Be wary of WhatsApp messages impersonating Jobline Resources's staff offering job opportunities. Those who encounter suspicious messages can contact Jobline at +65 6339 7198

Responsibilities

  • Build and maintain runbooks for telemetry onboarding, parsers, and dashboards; contribute improvements via code reviews and documentation.
  • Run short enablement sessions so product squads can self-serve standardized dashboards and apply tagging/SLO standards.
  • Implement and operate log/metric/trace pipelines (agents, processors, parsing, routing, archive) targeting p95 ingest latency ≤ 60s and drop rate ≤ 0.1%.
  • Execute phased Splunk → Datadog migrations with query/dashboard/monitor parity and validation checks.
  • Apply and enforce tag standards (service, env, tier, team, owner_email, cost_center) via IaC/CI.

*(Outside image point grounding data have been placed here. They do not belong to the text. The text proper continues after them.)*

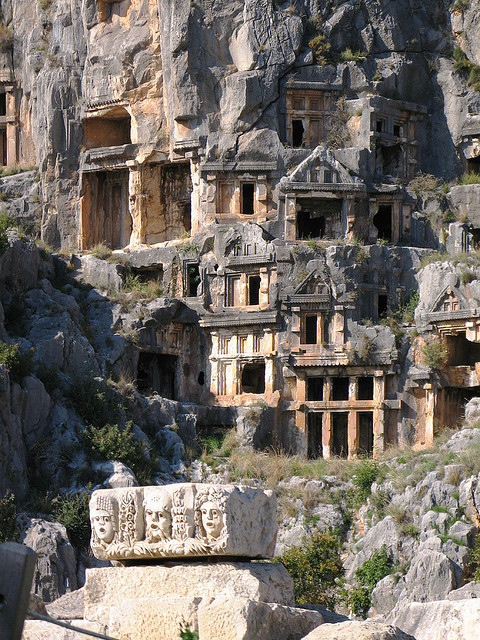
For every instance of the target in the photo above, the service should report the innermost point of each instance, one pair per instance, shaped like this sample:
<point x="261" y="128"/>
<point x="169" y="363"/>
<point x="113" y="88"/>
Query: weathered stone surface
<point x="38" y="630"/>
<point x="233" y="618"/>
<point x="55" y="571"/>
<point x="354" y="630"/>
<point x="182" y="520"/>
<point x="69" y="606"/>
<point x="109" y="587"/>
<point x="442" y="620"/>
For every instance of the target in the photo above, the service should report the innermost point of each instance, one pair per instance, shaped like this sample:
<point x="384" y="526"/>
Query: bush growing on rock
<point x="359" y="599"/>
<point x="71" y="510"/>
<point x="8" y="515"/>
<point x="18" y="363"/>
<point x="315" y="568"/>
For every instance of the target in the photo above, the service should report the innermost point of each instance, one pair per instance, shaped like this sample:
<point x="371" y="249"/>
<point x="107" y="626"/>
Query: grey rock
<point x="55" y="571"/>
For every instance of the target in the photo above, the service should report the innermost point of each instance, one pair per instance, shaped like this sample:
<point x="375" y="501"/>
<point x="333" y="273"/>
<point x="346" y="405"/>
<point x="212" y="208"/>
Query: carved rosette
<point x="183" y="520"/>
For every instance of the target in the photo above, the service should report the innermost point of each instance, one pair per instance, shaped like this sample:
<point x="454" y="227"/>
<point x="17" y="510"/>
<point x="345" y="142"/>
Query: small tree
<point x="315" y="567"/>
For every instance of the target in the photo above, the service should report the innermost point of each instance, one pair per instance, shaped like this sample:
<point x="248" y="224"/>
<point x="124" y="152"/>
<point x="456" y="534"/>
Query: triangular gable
<point x="322" y="167"/>
<point x="313" y="284"/>
<point x="450" y="299"/>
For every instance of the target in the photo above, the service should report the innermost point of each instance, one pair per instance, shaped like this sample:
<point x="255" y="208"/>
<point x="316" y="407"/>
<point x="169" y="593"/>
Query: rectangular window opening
<point x="248" y="198"/>
<point x="365" y="388"/>
<point x="315" y="389"/>
<point x="311" y="329"/>
<point x="254" y="290"/>
<point x="340" y="389"/>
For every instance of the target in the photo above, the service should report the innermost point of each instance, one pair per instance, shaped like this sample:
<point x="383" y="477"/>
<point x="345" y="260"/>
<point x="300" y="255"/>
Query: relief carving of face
<point x="103" y="525"/>
<point x="212" y="519"/>
<point x="158" y="519"/>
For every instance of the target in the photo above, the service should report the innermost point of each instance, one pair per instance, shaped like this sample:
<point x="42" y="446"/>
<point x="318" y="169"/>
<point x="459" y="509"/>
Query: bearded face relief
<point x="212" y="519"/>
<point x="103" y="525"/>
<point x="102" y="518"/>
<point x="158" y="518"/>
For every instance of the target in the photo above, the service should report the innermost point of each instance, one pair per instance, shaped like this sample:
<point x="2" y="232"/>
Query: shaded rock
<point x="69" y="607"/>
<point x="442" y="620"/>
<point x="55" y="571"/>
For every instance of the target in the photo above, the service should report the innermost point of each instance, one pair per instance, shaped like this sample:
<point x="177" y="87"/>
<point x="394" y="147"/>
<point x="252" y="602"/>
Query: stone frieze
<point x="182" y="520"/>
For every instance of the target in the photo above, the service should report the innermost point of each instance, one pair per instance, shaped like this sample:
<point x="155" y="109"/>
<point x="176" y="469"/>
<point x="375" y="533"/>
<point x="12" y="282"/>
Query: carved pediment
<point x="450" y="299"/>
<point x="321" y="167"/>
<point x="314" y="284"/>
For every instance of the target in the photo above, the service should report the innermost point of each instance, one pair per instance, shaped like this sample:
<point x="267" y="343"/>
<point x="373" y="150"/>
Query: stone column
<point x="430" y="404"/>
<point x="378" y="412"/>
<point x="137" y="205"/>
<point x="290" y="217"/>
<point x="11" y="127"/>
<point x="327" y="434"/>
<point x="352" y="434"/>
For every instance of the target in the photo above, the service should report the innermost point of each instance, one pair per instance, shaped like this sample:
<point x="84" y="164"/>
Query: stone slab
<point x="183" y="520"/>
<point x="111" y="586"/>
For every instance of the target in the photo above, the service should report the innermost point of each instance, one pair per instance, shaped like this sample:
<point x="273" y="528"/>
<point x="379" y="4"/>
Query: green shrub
<point x="96" y="406"/>
<point x="435" y="354"/>
<point x="470" y="178"/>
<point x="6" y="222"/>
<point x="186" y="633"/>
<point x="315" y="567"/>
<point x="101" y="251"/>
<point x="18" y="363"/>
<point x="365" y="474"/>
<point x="350" y="55"/>
<point x="8" y="515"/>
<point x="320" y="49"/>
<point x="110" y="442"/>
<point x="71" y="510"/>
<point x="372" y="571"/>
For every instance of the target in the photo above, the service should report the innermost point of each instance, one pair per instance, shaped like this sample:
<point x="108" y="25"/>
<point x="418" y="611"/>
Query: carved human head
<point x="210" y="514"/>
<point x="102" y="516"/>
<point x="158" y="517"/>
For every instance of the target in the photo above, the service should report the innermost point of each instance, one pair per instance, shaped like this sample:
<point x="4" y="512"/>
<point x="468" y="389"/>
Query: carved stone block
<point x="183" y="520"/>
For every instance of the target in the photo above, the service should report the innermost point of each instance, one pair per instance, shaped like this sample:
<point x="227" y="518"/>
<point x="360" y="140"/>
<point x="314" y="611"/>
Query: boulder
<point x="55" y="571"/>
<point x="356" y="630"/>
<point x="441" y="620"/>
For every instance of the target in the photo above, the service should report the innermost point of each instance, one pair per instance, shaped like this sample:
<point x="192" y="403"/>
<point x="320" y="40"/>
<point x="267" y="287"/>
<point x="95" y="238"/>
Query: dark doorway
<point x="315" y="435"/>
<point x="298" y="131"/>
<point x="315" y="389"/>
<point x="365" y="432"/>
<point x="340" y="434"/>
<point x="156" y="372"/>
<point x="365" y="388"/>
<point x="340" y="389"/>
<point x="193" y="280"/>
<point x="253" y="290"/>
<point x="382" y="305"/>
<point x="383" y="222"/>
<point x="253" y="378"/>
<point x="462" y="352"/>
<point x="318" y="218"/>
<point x="473" y="165"/>
<point x="311" y="329"/>
<point x="248" y="198"/>
<point x="3" y="147"/>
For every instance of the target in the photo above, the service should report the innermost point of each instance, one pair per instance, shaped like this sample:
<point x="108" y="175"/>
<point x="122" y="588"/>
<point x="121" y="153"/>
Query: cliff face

  • Improve multi-cloud/on-prem discovery to >98% asset coverage; reconcile CIs/relationships; track and reduce CMDB data deltas.

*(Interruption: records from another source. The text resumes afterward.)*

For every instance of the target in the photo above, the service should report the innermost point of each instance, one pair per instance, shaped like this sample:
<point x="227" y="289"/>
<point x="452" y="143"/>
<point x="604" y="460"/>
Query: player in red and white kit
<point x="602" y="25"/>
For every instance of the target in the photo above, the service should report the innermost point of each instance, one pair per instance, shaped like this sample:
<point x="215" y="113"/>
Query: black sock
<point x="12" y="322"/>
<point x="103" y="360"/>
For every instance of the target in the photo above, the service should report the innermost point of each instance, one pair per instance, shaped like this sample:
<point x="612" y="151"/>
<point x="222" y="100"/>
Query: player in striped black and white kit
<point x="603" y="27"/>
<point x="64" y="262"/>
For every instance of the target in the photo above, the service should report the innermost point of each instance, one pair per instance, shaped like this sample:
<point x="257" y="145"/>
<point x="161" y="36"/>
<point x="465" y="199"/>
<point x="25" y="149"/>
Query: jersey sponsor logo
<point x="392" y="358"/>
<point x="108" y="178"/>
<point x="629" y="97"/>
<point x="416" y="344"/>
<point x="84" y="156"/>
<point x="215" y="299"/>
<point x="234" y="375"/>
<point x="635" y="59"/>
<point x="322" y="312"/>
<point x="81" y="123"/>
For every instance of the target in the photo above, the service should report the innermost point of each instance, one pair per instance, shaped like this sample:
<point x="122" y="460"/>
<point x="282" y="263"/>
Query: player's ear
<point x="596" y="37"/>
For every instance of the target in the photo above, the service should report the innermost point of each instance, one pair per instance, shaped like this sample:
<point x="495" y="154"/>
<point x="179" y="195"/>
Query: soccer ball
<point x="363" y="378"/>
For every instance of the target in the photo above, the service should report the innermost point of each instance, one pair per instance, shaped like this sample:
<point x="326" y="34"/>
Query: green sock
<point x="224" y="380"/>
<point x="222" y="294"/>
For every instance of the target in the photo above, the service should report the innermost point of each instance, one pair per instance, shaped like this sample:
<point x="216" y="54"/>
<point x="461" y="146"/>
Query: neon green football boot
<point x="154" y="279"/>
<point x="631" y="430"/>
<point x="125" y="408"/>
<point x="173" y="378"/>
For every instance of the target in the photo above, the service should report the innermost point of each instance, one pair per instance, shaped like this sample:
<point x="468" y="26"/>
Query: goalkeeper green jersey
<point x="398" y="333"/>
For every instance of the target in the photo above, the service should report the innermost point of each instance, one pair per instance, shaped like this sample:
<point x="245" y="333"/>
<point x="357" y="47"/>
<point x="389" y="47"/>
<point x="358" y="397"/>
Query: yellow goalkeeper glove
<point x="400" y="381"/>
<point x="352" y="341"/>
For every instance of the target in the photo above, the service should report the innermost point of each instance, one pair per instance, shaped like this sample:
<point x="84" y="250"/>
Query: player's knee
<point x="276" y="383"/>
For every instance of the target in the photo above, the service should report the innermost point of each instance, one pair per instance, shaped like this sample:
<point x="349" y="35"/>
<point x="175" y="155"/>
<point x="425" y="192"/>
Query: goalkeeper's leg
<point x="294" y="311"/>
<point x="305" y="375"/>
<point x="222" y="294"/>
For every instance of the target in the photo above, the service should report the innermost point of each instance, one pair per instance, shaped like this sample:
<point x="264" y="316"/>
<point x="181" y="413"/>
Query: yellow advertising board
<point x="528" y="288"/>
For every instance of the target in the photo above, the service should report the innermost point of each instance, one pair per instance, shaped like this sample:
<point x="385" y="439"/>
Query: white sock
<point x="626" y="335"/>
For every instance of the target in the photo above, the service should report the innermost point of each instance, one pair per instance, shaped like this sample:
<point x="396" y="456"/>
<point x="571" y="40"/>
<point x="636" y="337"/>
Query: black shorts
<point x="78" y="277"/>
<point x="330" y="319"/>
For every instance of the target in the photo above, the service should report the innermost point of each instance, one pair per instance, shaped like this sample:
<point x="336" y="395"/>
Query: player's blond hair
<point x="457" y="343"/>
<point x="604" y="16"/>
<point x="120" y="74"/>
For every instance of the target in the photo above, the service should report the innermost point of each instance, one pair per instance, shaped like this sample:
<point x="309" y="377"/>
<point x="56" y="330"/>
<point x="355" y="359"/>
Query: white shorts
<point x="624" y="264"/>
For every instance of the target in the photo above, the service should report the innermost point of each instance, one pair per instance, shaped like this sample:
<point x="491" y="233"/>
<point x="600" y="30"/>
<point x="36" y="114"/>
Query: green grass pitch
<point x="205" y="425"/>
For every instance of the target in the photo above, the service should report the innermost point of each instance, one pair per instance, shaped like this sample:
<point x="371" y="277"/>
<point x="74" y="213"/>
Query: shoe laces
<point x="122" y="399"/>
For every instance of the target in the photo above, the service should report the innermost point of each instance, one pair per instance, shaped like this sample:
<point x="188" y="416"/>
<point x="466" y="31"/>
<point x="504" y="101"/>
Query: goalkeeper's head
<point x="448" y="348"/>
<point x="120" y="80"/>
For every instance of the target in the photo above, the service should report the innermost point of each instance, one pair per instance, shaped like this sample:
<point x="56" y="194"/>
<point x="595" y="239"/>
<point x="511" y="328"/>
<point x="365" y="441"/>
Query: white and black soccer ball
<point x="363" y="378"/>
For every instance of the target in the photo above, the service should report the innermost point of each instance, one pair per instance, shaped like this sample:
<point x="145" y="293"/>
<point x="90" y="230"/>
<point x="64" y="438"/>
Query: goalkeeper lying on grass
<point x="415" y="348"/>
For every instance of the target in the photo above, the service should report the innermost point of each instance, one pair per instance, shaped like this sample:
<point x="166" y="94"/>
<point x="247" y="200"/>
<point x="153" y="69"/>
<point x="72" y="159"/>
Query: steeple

  • Align telemetry tags with the service portfolio/catalog; maintain service maps linking infrastructure to business services.

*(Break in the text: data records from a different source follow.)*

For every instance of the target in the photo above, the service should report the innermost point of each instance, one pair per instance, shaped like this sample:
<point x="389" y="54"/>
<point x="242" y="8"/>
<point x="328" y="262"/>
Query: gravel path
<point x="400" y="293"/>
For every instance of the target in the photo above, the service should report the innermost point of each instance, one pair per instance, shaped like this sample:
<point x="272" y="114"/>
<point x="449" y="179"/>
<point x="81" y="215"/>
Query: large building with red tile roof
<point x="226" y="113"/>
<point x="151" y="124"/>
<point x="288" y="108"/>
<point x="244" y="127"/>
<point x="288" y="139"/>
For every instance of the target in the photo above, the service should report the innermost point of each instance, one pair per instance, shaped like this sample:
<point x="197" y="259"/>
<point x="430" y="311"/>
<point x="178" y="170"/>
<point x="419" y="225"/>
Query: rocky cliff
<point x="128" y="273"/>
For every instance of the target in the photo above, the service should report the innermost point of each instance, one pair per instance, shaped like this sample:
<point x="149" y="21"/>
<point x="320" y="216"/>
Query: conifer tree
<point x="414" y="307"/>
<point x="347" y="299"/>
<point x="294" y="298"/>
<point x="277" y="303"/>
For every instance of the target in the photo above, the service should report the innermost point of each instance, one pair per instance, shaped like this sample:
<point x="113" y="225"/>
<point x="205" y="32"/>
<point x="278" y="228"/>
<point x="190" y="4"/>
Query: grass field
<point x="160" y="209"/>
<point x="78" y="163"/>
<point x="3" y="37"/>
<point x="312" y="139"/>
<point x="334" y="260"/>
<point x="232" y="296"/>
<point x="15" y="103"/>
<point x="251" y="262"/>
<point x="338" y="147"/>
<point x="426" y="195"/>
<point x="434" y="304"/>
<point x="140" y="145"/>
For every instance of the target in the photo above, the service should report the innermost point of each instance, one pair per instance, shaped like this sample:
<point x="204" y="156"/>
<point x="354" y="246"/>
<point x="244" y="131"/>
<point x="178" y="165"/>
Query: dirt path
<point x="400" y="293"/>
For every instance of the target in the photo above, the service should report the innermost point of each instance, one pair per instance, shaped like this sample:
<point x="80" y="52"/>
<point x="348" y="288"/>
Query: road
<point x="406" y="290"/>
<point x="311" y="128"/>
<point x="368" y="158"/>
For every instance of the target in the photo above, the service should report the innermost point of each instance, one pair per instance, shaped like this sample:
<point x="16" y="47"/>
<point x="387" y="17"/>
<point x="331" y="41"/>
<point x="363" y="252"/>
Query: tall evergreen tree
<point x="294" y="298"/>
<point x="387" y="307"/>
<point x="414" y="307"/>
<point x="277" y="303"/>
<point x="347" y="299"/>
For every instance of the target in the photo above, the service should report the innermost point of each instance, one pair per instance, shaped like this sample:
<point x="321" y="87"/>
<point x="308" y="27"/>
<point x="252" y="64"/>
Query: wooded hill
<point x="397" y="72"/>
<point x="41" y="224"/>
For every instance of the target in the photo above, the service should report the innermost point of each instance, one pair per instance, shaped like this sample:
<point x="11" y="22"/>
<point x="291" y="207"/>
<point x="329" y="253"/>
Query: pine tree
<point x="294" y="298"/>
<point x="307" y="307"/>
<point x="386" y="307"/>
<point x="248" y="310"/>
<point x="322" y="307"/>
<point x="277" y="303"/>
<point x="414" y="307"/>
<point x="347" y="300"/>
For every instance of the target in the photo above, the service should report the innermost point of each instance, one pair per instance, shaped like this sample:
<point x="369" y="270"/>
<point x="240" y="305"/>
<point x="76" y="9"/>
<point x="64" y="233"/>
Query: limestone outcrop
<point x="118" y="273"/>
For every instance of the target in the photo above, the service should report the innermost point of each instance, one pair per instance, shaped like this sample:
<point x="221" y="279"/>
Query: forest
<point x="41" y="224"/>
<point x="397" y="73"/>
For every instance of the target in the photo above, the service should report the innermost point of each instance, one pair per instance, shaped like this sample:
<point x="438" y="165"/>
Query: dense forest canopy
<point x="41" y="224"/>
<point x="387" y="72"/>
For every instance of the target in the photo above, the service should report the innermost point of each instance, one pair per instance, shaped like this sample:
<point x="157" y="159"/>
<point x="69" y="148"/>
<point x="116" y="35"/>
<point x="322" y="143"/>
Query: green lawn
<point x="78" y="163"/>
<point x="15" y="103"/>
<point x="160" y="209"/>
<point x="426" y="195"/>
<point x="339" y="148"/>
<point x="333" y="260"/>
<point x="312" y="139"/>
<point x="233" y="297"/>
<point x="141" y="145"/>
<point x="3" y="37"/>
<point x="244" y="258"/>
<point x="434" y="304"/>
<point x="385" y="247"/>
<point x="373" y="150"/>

  • Define and monitor CI data-quality KPIs (staleness, duplicates, orphaned CIs) and drive remediation with owning squads.
  • Partner with SRE to define SLIs/SLOs, burn-rate alerts, and “golden” dashboards (≤15-minute freshness) for critical services.
  • Provide post-incident analytics and feed learnings into instrumentation and configuration hygiene.
  • Deliver infrastructure-as-code (Terraform/Ansible) for agents, pipelines, monitors, and dashboards.
  • Build API/ETL integrations from observability/CMDB into BI platforms (e.g., Power BI/Fabric) for executive reporting.
  • Evaluate lightweight streaming/collector options (e.g., OpenTelemetry/Fluent/“Tool X”) to control cost and enable fan-out where justified.

Requirements

  • Bachelor's/Master's in Computer Science /IT or equivalent practical experience with 5-8 years across Observability / Platform / CMDB engineering with production ownership at scale.
  • Hands-on with Datadog (Logs, APM/RUM, monitors, facets/measures, APIs)
  • Strong in multi-cloud (AWS/Azure/GCP) discovery/inventory and CI reconciliation patterns (tool-agnostic).
  • Scripting (Python/PowerShell), parsing (JSON/grok/regex), APIs; IaC (Terraform/Ansible).
  • Familiar with SRE practices (SLIs/SLOs, error budgets), containers/Kubernetes, and secure RBAC for high-privilege systems.
  • Demonstrated ability to build and guide high-performing, cross-functional teams through clear direction and structured planning.
  • Strong interpersonal skills to collaborate with a diverse set of stakeholders and drive consensus on complex technical decisions.
  • Organized and detail-oriented approach, aligned with delivering consistent, measurable results.